22
June
- Emma Watson
- Comments 0
Collecting Patient Payments
In order to maintain your medical practice to keep the lights on and also maintain the professional staffing level that you and your patients rely on, you must pay close attention to the flow of income.
The Collect Payment Function provides an easy way to record or swipe a card to post patient payments for copays and outstanding account balances. Medical providers and staff alike need to be educated about how the collection of unpaid balances contributes to their own financial well being. Making the connection between faster payments and the security of their own jobs should be sufficient motivation to be more vigilant.
To collect more patient payments with less delay should be your new goal, keeping in mind that your practice is a business and your patients are the consumers. While you are in the healthcare field to help others, you also have a duty to your staff to collect what is owed, making payroll and keeping the doors open.
Five best practices to improve patient payment collections
Educate Staff How to Discuss Payments with Patients
Staff should approach patients with courtesy and professionalism. The idea is here to have a conversation and not a confrontation. Patients are often already worried about their medical condition, and having fears about making payment can only add to their stress.
Be kind and let patients know that your practice understands their financial burdens, and then steer the conversation to discuss your various payment plan options.
Improve Communication With Patients Compassion Fatigue
Nearly half of patients in one survey did not understand their medical cost and were more likely to judge the providers negatively because of it. But if you improve communication with patients, you have a better chance of improving patient options.

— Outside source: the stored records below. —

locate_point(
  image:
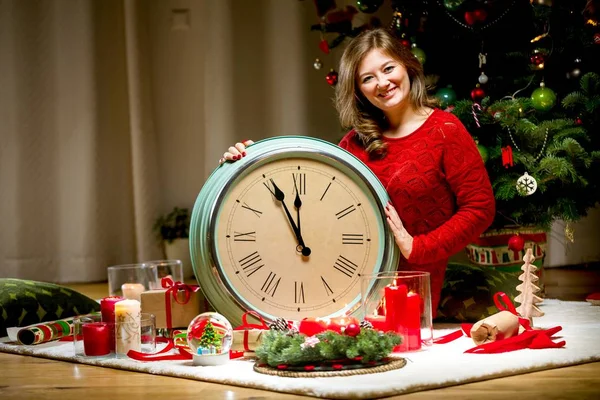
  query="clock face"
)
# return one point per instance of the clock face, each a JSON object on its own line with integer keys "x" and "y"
{"x": 289, "y": 231}
{"x": 260, "y": 257}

For example, fewer than half of providers use email or text to communicate with their patients, even as patients say they want or expect this availability. You can address this quite easily by activating the patient portal with your electronic health record or EHR software. A portal makes communication much easier. Patients can send message to your staff by online messaging, safely and securely, without wasting precious time on hold on the phone. And since the staff can reply with convenience, the lines of communication will be more open.

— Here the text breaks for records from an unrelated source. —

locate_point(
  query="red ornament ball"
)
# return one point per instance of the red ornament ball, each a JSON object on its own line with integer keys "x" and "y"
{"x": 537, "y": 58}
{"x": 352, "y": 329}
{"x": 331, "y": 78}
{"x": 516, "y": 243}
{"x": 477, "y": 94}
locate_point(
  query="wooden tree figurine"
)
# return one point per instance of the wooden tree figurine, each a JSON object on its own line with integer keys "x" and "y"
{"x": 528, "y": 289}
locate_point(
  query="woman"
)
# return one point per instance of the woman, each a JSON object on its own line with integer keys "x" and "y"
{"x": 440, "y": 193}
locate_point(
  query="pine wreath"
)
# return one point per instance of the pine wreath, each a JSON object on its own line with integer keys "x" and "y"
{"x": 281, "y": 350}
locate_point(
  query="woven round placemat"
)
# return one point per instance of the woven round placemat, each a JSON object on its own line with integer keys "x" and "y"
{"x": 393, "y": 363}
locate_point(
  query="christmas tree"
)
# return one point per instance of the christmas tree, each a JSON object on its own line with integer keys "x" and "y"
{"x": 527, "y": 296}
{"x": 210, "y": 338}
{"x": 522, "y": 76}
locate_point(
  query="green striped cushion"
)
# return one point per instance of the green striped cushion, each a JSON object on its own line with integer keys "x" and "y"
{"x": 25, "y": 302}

Use Appointment Reminders for Bill Payment
Make unpaid balance or payment reminders part of your appointment reminders. When staff contact patients to confirm an upcoming appointment, have them mention any unpaid balance amounts and explain the different options the patient has to pay. Make it clear that patients will be expected to pay before the appointment or when they arrive at the office.
Schedule a Regular Meeting to review finance
You can’t drive improvement in your payment collections unless you track and manage your results. Make reviewing your payment collections a standard part of your regular financial meeting. Analyze your progress and determine which strategies are working, and which are not. Repeat this process at least once in a month.
Take Advantage of Payment Technologies
Many companies routinely send out billing information by email, and you should adopt this best practice too. You can send electronic statements to patients as soon as they leave the office. If no payment arrives by the due date, you have the option to follow up with polite payment reminders to patients via email.
For greater convenience, you will also want to set up each patient’s card-on-file for scheduled and flexible automatic credit card and debit card payments. Practices that have a lot of follow-up appointments will find this best practice to be most lucrative. Automatic payments reduce friction, and patients will appreciate that there is less work involved in making their restitution.